Hello everyone, kini mari beropini untuk yang pertama kali.
"Karena nila setitik, rusak susu sebelanga" Mungkin ini peribahasa yang tepat bagi kisah Pak Iriyanto, seorang guru di SMAN 2 Kranji, Â Bekasi. Pak Iriyanto terancam dimutasi bahkan diberhentikan sebagai guru sebab perilakunya yang sempat viral melalui video beberapa pekan lalu. Pak Iriyanto terekam sedang memukuli beberapa siswa yang telat di lapangan sekolah dan disaksikan oleh beberapa siswa yang lain. Video ini cepat menyebar lewat maraknya sosial media. Banyak yang mengecam perbuatan Pak Iriyanto lewat komentar yang tercantum di beberapa postingan di sosial media seperti instagram, facebook, dan sebagainya.
Dalam sebuah wawancara siaran televisi, kepala sekolah tidak berkomentar banyak, ia menyatakan akan memberikan tindakan yang sesuai dengan perbuatan yang dilakukan oleh Pak Iriyanto. Ia terancam akan dimutasi atau diberhentikan. Namun keputusan final yang diambil yaitu dengan memindahkannya ke sekolah lain. Hal ini memicu siswa SMAN 2 Kranji yang tidak terima jika guru mereka akan dipindahkan. Mereka beramai ramai melakukan unjuk rasa agar sang guru tidak dipindah ke sekolah lain.
.
.
Kini, mari beropini.
Nah
 JAdi begini, menurutku banyak sekali peristiwa yang mirip dengan kasus seperti ini. Gara-gara sebuah video yang diunggah secara amatir, nama seseorang menjadi buruk seketika. Jika dipikir secara logika, pasti Pak Iriyanto memiliki keistimewaan sendiri di mata siswa SMAN 2 Kranji hingga mereka secara sukarela melakukan unjuk rasa.

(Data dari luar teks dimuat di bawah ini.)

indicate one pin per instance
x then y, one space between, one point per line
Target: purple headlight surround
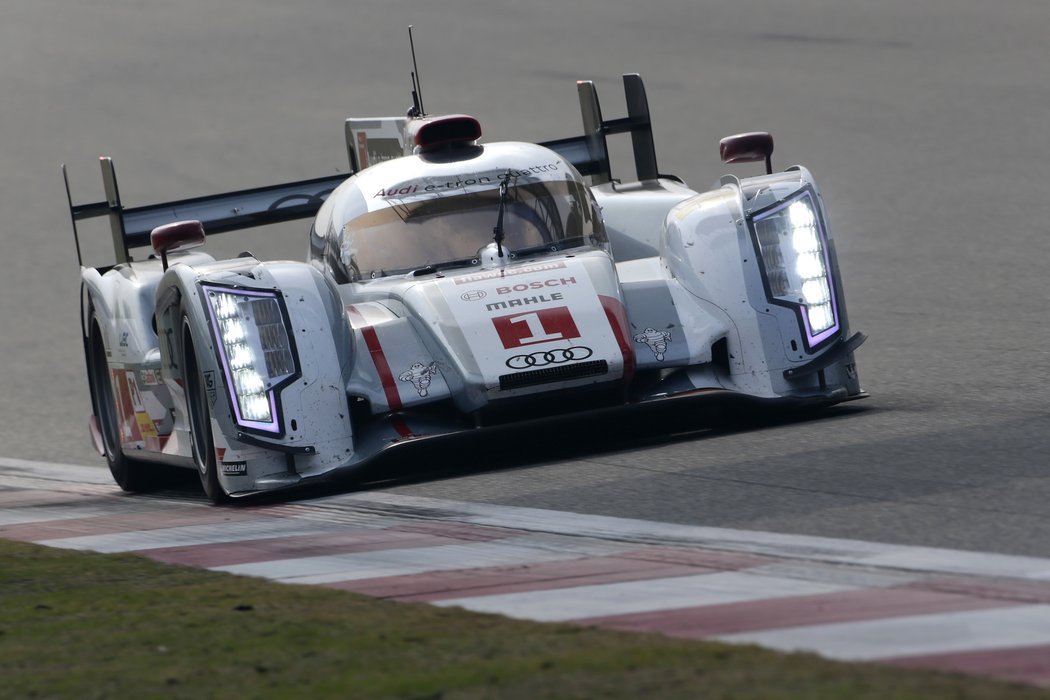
273 426
773 253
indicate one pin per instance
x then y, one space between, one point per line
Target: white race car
453 284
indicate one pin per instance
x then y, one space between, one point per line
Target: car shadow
519 446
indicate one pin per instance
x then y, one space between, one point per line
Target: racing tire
200 418
130 474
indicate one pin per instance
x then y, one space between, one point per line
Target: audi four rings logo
560 356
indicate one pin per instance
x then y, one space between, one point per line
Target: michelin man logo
420 376
656 340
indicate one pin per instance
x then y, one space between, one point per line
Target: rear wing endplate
368 142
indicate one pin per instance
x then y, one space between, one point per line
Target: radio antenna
417 91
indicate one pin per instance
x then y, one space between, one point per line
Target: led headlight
255 349
793 249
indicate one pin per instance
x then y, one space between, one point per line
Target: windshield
453 229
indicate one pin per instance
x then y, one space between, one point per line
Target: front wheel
130 474
201 435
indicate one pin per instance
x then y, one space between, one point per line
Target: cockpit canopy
450 230
432 219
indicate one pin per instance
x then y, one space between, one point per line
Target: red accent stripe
641 565
376 351
617 321
118 522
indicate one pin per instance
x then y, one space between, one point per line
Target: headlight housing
256 351
792 246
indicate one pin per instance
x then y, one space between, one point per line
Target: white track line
916 635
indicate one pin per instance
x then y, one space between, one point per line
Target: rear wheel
130 474
200 416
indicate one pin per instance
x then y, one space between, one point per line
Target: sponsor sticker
234 468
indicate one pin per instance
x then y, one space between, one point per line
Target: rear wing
275 204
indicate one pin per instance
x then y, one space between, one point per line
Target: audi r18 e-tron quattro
453 284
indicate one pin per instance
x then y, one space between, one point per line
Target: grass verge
76 624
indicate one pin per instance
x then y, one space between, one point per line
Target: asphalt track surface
924 123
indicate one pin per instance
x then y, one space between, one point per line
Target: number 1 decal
542 325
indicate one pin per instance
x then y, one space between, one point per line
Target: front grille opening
719 355
547 375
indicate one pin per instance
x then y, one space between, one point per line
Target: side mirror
748 148
176 236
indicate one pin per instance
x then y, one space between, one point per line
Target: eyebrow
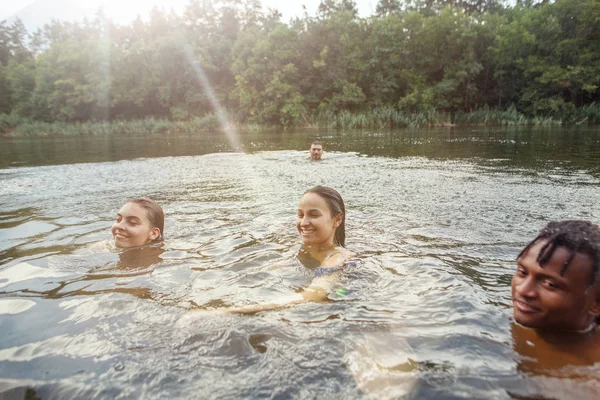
131 217
544 274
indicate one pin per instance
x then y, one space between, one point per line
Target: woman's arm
316 292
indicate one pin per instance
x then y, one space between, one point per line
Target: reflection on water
434 218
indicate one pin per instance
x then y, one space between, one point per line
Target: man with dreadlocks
556 300
556 285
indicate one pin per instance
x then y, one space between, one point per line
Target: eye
550 284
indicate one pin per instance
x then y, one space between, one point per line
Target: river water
436 218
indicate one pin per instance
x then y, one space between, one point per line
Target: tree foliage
536 57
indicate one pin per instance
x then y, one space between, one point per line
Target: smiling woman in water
320 221
139 222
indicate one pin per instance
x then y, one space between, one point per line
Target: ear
154 234
595 307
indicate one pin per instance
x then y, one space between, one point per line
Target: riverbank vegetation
231 64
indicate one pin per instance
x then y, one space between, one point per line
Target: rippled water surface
435 217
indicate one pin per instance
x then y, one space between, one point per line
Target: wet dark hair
336 207
576 235
155 213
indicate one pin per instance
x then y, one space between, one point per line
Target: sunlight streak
222 116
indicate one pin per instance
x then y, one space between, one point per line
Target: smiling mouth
524 307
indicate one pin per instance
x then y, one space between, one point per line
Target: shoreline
11 126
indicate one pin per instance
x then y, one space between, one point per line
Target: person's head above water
316 150
139 222
321 217
556 285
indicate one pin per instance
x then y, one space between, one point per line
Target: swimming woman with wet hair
321 223
139 222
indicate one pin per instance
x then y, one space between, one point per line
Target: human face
132 227
316 151
543 299
314 221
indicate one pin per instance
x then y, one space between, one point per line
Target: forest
231 63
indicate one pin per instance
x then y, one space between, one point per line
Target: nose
526 287
118 225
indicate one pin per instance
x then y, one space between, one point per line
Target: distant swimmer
556 298
321 223
139 222
316 150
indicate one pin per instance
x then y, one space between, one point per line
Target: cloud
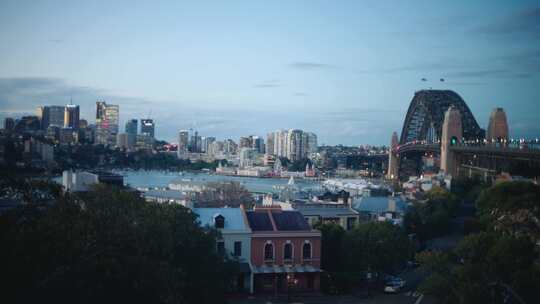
307 65
525 22
489 73
272 83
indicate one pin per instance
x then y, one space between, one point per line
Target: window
268 251
287 251
306 251
221 248
219 221
237 248
351 221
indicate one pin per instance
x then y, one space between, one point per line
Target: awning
285 269
245 268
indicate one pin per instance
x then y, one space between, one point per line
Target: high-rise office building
131 131
147 127
311 142
9 124
51 116
183 143
206 142
107 117
71 117
257 143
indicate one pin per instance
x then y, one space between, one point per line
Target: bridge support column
452 133
393 160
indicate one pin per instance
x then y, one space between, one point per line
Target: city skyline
345 71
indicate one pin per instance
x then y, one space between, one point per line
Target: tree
512 207
220 194
498 264
109 246
380 247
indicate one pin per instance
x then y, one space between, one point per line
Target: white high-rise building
183 143
295 145
311 143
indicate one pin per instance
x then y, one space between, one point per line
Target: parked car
393 284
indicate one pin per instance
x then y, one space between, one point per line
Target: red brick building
285 251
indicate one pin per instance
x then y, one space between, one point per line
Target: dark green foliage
499 261
346 256
109 246
90 156
432 218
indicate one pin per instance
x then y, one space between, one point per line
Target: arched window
268 251
306 251
287 251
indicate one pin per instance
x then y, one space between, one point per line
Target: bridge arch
425 116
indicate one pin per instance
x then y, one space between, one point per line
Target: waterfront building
51 116
169 197
78 181
498 126
107 118
71 117
131 131
285 251
148 127
122 141
206 142
234 240
311 142
9 124
244 142
247 157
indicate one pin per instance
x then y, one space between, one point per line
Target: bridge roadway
515 151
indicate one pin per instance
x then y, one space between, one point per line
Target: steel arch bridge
425 117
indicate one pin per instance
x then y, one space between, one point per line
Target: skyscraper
498 126
147 127
51 116
183 143
270 139
107 117
71 117
311 144
131 131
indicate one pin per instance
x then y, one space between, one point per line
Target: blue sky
346 70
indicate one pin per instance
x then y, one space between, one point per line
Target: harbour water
161 179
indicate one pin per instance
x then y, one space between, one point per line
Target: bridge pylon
452 134
393 160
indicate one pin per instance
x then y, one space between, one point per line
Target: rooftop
234 219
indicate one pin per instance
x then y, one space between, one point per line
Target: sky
346 70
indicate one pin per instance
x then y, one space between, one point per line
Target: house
168 196
342 215
235 239
285 251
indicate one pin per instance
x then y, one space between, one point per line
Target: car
392 287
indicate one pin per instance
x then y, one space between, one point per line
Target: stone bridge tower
452 134
498 126
393 161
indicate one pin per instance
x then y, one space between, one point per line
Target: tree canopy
498 264
109 246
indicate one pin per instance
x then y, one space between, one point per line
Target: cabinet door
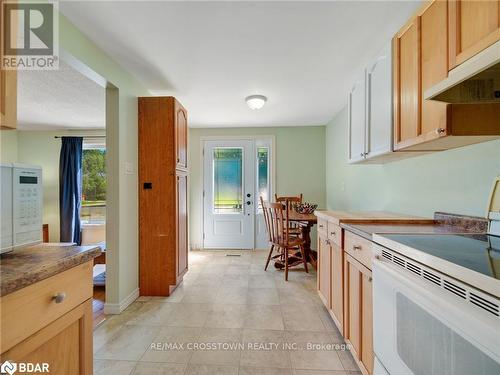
357 120
181 129
434 67
324 271
65 344
337 285
379 106
358 301
407 90
474 26
182 226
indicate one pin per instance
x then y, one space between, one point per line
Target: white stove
436 301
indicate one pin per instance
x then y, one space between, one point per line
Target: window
93 209
228 180
263 169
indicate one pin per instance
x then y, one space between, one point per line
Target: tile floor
229 300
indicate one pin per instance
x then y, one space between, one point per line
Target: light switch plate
129 168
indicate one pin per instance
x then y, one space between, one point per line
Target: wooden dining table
306 222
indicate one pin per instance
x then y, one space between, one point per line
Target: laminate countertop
442 223
339 217
28 265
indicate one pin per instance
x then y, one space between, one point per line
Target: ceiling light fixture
256 101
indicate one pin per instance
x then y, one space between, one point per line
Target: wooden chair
290 201
277 222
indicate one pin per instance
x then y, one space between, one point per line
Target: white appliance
421 325
436 301
21 205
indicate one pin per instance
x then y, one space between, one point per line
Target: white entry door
229 183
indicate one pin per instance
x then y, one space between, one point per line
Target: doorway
236 173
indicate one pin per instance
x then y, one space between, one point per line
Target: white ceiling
59 99
303 55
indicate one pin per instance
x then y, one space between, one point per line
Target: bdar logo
8 368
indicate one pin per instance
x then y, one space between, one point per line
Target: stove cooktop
478 252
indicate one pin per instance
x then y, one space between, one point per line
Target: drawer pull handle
59 297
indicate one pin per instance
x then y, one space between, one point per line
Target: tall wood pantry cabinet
163 182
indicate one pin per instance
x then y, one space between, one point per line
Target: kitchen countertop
368 230
442 223
28 265
339 217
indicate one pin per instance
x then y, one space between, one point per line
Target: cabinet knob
59 297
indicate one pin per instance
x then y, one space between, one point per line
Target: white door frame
271 139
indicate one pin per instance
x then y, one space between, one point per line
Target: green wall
299 163
457 180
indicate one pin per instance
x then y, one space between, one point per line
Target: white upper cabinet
379 104
357 120
370 110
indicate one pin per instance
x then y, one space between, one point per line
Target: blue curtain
70 189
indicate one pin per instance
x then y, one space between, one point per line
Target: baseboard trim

Namun kembali lagi ke awal, "karena nila setitik, rusak susu sebelanga". Gara-gara sebuah video yang tersebar di media sosial, hidup seorang guru langsung berubah seketika.
Dengan hadirnya media sosial di era virtual  sekarang, sedikit tambahan kata bisa merubah makna sesungguhnya dan persepsi orang-orang. Memang kekerasan adalah hal yang tidak dapat dibenarkan. Peraturan Menteri Pendidikan dan Kebudayaan (Permendikbud) No.82 Tahun 2015 tentang Pencegahan dan Penanggulangan Tindak Kekerasan di Lingkungan Satuan Pendidikan, menyatakan bahwa tindak kekerasan yang dilakukan di lingkungan sekolah maupun antar sekolah, dapat mengarah kepada suatu tindak kriminal dan menimbulkan trauma bagi peserta didik.
Sementara itu, Pasal 11 dan Pasal 12 Permendikbud 82/2015 menyebutkan bahwa sanksi terhadap oknum pelaku tindak kekerasan dilakukan secara proporsional dan berkeadilan sesuai tingkatan dan/atau akibat tindak kekerasan.
Media sosial memungkinkan seseorang yang bertindak kekerasan  dalam sebuah gambar atau video seolah-olah telah melakukan dosa besar.
Namun, aku berpendapat pasti ada alasan tersendiri bagi guru favorit seperti Pak Iriyanto yang melakukan tindakan pada siswanya.